Every bot-detection technique is based on a human's intuition.
By Hemaja Burud
techbugfix.com
He is the creator of the well-known bot-detection system Bot Sentinel, and he regularly updates his machine learning models for fear of their becoming "stale."
In order to identify bots, Bot Sentinel's models must first be exposed to data in order to understand what constitutes harmful activity.
Bouzy's model can reportedly calibrate itself and uncover the exact essence of what, in his opinion, makes a tweet problematic by being given tweets that fall into bot or not a bot.
How bot hunters define and categorize tweets affects how their computers understand and categorize bot-like behavior in the nascent discipline of bot identification.

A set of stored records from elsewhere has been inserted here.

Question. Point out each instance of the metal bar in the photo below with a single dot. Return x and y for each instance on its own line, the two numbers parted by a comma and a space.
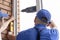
39, 5
15, 16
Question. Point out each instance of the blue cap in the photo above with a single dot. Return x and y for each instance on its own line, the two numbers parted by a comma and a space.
3, 14
44, 13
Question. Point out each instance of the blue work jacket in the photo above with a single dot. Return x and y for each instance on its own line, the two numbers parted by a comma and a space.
45, 34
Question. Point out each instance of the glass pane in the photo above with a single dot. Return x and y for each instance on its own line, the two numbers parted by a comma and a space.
54, 7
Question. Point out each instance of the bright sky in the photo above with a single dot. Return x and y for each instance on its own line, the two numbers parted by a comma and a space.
27, 19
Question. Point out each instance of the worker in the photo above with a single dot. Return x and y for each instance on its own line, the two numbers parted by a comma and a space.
40, 30
4, 25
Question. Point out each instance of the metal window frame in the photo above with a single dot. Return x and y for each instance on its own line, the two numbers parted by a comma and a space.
39, 5
15, 16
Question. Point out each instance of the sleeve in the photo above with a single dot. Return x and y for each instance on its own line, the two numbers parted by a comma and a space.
54, 34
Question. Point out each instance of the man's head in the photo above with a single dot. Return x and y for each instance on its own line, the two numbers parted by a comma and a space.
42, 17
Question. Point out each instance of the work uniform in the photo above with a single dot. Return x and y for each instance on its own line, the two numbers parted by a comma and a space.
45, 34
40, 32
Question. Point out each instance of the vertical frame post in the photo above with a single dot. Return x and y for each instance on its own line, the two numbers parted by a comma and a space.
39, 5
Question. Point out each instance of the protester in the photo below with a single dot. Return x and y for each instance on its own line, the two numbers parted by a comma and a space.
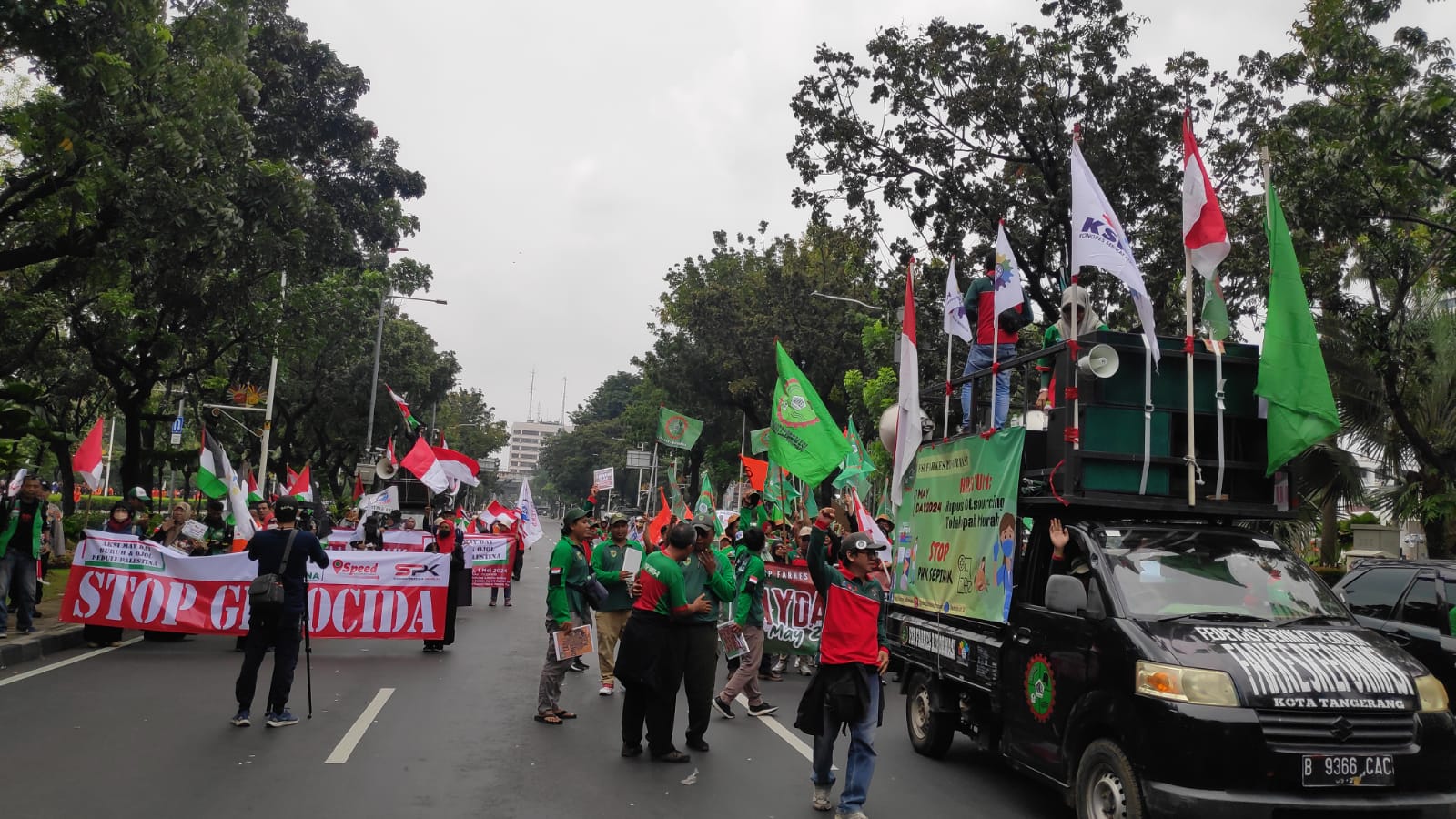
499, 528
852, 653
218, 538
650, 658
283, 551
1074, 300
747, 615
612, 615
169, 532
22, 522
990, 341
448, 541
565, 610
120, 522
706, 573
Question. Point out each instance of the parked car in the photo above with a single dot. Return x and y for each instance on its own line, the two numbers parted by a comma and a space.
1411, 602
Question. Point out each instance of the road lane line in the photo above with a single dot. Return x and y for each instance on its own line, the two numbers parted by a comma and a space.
351, 739
784, 733
63, 663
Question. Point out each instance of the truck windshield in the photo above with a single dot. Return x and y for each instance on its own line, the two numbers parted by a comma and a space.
1174, 573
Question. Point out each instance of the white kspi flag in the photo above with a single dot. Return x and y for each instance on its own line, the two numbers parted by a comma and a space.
1099, 241
956, 322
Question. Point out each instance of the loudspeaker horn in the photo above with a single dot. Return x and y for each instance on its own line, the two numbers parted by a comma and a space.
1101, 361
383, 470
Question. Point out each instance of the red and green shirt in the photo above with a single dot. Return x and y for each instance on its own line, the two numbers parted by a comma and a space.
662, 586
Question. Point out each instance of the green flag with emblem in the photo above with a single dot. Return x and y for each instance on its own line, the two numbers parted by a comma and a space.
677, 430
803, 439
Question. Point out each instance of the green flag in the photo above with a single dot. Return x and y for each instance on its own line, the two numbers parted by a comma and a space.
1292, 368
674, 429
856, 467
804, 439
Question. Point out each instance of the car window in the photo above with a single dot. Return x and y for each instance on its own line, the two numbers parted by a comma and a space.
1421, 606
1375, 593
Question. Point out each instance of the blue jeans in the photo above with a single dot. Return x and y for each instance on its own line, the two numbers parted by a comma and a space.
980, 359
861, 751
18, 576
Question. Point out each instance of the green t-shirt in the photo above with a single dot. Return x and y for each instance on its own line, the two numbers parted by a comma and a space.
752, 577
720, 586
606, 564
568, 567
662, 586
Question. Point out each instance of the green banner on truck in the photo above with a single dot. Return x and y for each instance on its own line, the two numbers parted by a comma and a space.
957, 530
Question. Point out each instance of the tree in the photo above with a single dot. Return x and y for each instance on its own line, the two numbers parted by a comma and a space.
1366, 159
965, 127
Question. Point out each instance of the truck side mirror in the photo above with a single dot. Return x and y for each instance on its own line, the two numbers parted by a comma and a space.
1067, 595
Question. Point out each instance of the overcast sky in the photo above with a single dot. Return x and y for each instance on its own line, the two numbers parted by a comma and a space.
577, 150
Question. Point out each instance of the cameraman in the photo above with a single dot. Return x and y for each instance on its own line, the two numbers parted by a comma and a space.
277, 629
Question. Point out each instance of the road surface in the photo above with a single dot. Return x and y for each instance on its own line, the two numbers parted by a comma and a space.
142, 732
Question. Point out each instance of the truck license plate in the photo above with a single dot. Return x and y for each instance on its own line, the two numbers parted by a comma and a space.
1349, 770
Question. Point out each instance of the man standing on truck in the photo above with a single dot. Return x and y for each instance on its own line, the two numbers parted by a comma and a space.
846, 687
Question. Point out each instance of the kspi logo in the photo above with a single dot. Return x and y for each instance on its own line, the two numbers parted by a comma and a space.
349, 569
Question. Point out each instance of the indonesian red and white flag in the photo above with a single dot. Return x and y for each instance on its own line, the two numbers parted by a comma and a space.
424, 465
87, 457
907, 421
1205, 232
302, 487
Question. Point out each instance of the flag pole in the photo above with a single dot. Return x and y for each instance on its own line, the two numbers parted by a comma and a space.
1193, 465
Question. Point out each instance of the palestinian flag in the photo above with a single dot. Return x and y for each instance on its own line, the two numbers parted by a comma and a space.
404, 409
216, 470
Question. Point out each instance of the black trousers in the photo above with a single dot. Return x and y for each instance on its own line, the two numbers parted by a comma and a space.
650, 665
699, 666
281, 632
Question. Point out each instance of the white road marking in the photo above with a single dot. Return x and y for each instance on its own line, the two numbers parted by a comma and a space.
784, 733
63, 663
351, 739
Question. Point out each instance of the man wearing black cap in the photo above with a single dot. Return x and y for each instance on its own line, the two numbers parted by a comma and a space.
852, 654
565, 610
708, 573
277, 629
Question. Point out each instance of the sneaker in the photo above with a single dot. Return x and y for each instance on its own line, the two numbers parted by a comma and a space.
723, 707
762, 709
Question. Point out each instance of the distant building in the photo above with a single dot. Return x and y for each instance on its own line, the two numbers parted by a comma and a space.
528, 439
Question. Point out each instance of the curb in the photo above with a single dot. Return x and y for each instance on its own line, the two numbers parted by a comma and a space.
53, 642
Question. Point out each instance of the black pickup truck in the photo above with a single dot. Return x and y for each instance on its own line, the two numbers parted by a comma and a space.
1181, 669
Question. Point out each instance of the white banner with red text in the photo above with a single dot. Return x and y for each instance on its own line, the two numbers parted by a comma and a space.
127, 581
490, 560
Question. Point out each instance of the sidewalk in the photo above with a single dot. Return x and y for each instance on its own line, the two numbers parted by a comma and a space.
53, 637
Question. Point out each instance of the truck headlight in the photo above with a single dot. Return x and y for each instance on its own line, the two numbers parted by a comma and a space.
1431, 694
1196, 687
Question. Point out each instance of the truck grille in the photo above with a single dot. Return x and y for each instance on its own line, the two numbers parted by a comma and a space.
1307, 731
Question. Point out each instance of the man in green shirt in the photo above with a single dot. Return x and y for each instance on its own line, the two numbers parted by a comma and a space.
747, 615
650, 658
565, 610
606, 566
708, 571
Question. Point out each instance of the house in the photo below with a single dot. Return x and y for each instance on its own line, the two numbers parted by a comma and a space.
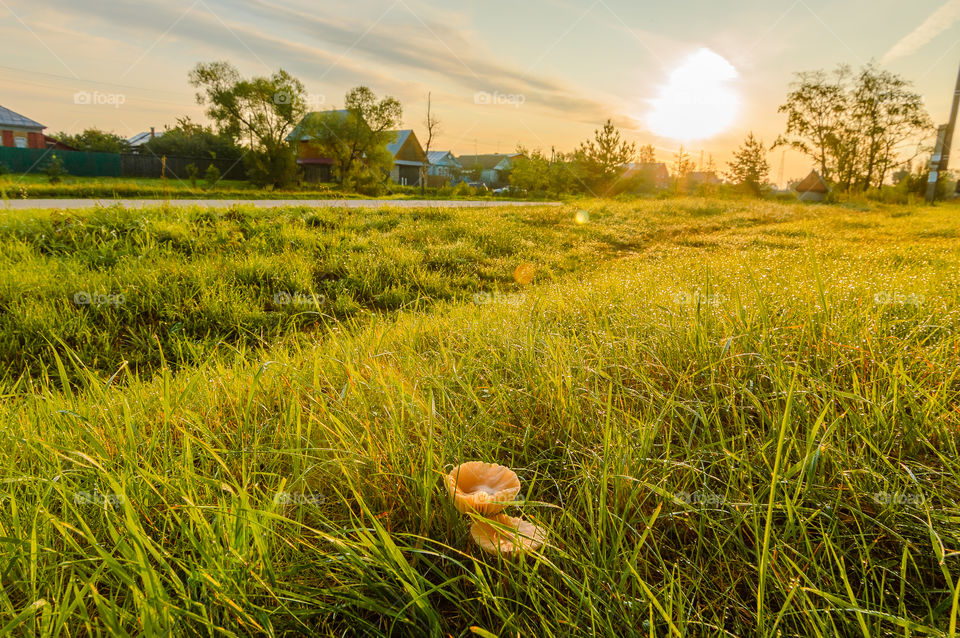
443, 164
316, 168
19, 131
408, 158
493, 168
653, 175
140, 139
812, 188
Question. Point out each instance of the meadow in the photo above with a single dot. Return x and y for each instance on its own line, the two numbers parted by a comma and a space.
38, 186
733, 418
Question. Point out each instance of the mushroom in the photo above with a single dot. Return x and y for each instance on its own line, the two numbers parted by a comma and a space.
507, 535
482, 488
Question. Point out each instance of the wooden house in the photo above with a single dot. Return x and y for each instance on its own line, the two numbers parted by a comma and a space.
408, 158
812, 188
19, 131
491, 169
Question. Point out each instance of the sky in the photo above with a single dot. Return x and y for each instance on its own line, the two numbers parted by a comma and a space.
541, 73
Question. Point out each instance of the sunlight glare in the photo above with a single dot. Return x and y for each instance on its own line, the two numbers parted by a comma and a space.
697, 103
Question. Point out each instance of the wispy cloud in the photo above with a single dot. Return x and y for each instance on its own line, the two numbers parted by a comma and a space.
938, 22
344, 51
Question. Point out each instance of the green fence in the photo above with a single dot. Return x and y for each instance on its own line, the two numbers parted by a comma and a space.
34, 160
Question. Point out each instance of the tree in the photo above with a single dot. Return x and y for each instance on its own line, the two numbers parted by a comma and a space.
890, 114
852, 126
356, 137
95, 140
815, 108
648, 154
257, 113
433, 125
682, 164
749, 168
601, 160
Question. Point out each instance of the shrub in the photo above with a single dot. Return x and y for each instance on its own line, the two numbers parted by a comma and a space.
55, 170
193, 173
212, 176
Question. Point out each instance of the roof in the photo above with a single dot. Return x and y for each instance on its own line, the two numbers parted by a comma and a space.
142, 138
442, 158
298, 134
812, 183
486, 162
10, 118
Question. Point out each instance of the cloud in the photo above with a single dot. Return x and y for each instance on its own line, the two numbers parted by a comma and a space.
941, 20
391, 53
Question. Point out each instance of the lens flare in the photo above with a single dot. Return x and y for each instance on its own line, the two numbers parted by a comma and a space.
697, 103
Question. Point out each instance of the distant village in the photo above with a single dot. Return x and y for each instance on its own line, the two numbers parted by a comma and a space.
441, 167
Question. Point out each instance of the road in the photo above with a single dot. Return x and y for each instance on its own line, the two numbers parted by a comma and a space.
20, 204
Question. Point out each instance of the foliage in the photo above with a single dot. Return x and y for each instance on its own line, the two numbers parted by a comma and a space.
356, 138
601, 160
733, 419
211, 176
749, 167
854, 127
54, 170
648, 154
192, 173
96, 141
258, 113
533, 172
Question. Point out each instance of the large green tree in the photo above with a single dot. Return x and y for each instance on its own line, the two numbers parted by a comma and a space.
749, 168
95, 140
356, 137
189, 139
853, 125
257, 113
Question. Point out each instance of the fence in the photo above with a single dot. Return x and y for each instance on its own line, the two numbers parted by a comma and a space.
86, 164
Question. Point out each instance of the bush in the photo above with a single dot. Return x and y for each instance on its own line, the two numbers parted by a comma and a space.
212, 175
193, 173
277, 168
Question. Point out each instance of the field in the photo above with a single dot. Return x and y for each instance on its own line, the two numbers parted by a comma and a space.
734, 418
34, 186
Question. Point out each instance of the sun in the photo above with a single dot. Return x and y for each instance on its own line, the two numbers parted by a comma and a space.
698, 102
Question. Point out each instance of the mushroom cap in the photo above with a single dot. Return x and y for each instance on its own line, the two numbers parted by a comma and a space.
482, 488
519, 537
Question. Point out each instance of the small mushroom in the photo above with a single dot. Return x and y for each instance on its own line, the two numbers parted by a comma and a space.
482, 488
507, 535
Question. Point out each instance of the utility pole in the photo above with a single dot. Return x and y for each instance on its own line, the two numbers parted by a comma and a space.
941, 154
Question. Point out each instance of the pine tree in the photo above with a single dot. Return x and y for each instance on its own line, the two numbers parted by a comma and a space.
749, 167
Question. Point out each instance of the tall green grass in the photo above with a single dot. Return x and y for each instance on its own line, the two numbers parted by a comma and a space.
746, 425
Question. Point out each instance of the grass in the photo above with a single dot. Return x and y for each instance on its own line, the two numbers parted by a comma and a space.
741, 422
33, 186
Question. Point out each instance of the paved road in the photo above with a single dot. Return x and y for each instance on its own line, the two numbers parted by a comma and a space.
264, 203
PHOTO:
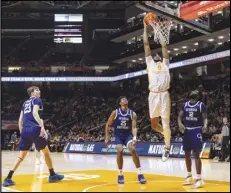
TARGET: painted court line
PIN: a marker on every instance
(131, 182)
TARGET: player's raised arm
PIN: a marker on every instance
(108, 125)
(147, 49)
(204, 116)
(134, 128)
(179, 120)
(20, 121)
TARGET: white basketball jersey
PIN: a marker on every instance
(158, 74)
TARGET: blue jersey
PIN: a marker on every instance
(193, 114)
(27, 109)
(123, 122)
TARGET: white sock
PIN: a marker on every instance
(139, 171)
(198, 177)
(120, 172)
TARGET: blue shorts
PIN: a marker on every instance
(28, 138)
(123, 140)
(192, 139)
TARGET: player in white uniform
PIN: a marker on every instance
(159, 98)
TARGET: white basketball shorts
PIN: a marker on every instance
(159, 104)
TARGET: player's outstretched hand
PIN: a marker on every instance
(182, 128)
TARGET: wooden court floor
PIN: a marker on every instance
(95, 173)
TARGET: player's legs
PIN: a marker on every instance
(24, 146)
(136, 161)
(119, 148)
(188, 162)
(199, 182)
(154, 111)
(165, 116)
(41, 144)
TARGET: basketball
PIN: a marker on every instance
(149, 17)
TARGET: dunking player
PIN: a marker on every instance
(124, 121)
(159, 99)
(195, 114)
(32, 131)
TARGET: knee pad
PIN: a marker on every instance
(166, 123)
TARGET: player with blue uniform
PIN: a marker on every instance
(194, 113)
(32, 131)
(124, 122)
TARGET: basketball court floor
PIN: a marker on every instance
(95, 173)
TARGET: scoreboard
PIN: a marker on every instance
(68, 28)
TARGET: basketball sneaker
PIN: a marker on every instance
(8, 182)
(165, 155)
(141, 179)
(55, 178)
(120, 179)
(187, 180)
(198, 183)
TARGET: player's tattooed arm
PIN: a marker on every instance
(179, 120)
(20, 122)
(134, 128)
(108, 126)
(36, 115)
(147, 49)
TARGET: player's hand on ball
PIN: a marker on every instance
(145, 25)
(107, 142)
(134, 141)
(182, 128)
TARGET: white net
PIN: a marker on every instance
(161, 27)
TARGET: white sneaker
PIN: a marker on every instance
(165, 155)
(187, 180)
(198, 183)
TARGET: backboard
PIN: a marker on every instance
(189, 14)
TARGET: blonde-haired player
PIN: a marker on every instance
(159, 98)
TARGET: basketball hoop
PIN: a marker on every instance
(161, 27)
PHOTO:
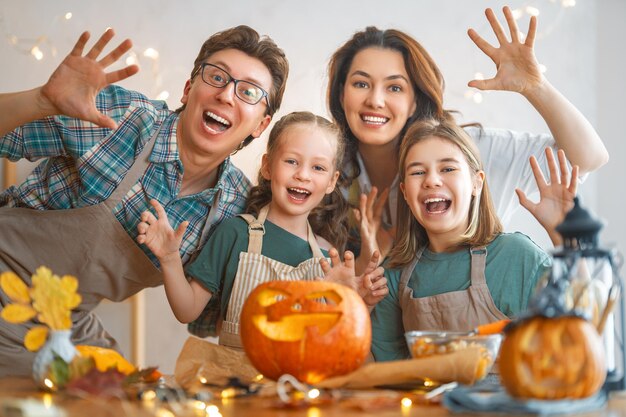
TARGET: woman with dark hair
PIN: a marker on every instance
(381, 81)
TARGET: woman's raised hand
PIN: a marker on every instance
(556, 197)
(517, 67)
(158, 235)
(72, 88)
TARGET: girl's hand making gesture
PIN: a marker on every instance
(158, 235)
(371, 284)
(374, 238)
(556, 196)
(517, 67)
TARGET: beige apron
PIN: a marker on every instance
(254, 269)
(87, 242)
(453, 311)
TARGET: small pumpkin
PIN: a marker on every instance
(312, 330)
(552, 358)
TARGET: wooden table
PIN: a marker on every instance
(13, 388)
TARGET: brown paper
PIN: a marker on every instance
(460, 366)
(201, 359)
(214, 363)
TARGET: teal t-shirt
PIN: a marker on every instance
(216, 266)
(514, 265)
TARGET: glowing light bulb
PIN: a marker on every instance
(313, 412)
(151, 53)
(36, 52)
(532, 11)
(131, 60)
(314, 393)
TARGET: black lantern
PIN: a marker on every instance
(584, 281)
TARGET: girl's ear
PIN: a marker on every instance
(402, 189)
(479, 180)
(265, 167)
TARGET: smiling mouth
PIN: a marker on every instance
(437, 205)
(215, 122)
(298, 193)
(375, 120)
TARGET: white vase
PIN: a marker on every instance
(59, 344)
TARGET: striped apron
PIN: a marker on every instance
(254, 269)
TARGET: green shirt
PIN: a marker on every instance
(514, 265)
(216, 266)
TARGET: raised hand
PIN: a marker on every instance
(556, 197)
(374, 238)
(371, 285)
(158, 235)
(517, 67)
(72, 88)
(340, 272)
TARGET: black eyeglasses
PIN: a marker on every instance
(244, 90)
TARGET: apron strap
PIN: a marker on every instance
(479, 261)
(256, 230)
(407, 271)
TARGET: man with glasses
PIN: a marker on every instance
(106, 152)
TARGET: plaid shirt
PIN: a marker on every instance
(83, 163)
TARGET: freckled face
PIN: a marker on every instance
(377, 97)
(438, 186)
(215, 121)
(301, 170)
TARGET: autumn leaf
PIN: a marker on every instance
(17, 313)
(14, 287)
(35, 338)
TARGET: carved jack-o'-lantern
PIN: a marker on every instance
(309, 329)
(552, 358)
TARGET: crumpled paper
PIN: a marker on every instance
(200, 359)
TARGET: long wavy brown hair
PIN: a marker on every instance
(328, 219)
(483, 223)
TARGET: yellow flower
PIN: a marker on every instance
(50, 299)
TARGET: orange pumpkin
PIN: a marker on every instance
(310, 329)
(552, 358)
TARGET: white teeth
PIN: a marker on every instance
(217, 118)
(299, 190)
(374, 119)
(435, 200)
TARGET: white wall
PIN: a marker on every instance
(572, 44)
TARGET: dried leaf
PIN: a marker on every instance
(14, 287)
(104, 384)
(35, 338)
(17, 313)
(106, 358)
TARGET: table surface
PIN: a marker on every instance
(15, 388)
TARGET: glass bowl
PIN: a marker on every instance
(427, 343)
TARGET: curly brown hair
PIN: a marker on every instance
(329, 218)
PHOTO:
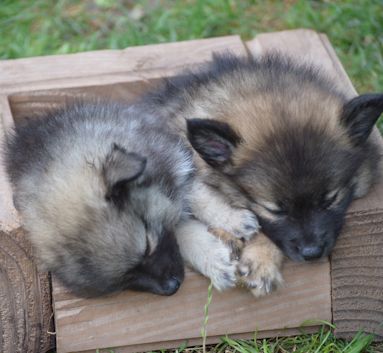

The ability of artificial intelligence to mimic a young child's comprehension of physics is one area where it has fallen short.
Before anybody can hunt bots, they must first determine what a bot is, and depending on who you ask, the definition varies.
Not just automated accounts, but also "difficult accounts," as Bouzy refers to them, are weeded out by Bot Sentinel.
They may be automated or operated by people, and they breach Twitter's rules of service by harassing or spreading false information.
Botometer is maintained by Kaicheng Yang, an informatics PhD candidate at Indiana University's Observatory on Social Media who also co-founded the tool alongside Menczer.
Any bot-detection system's objective effectiveness, however, is clouded by the reality that humans must still make decisions about which data to utilize while developing it.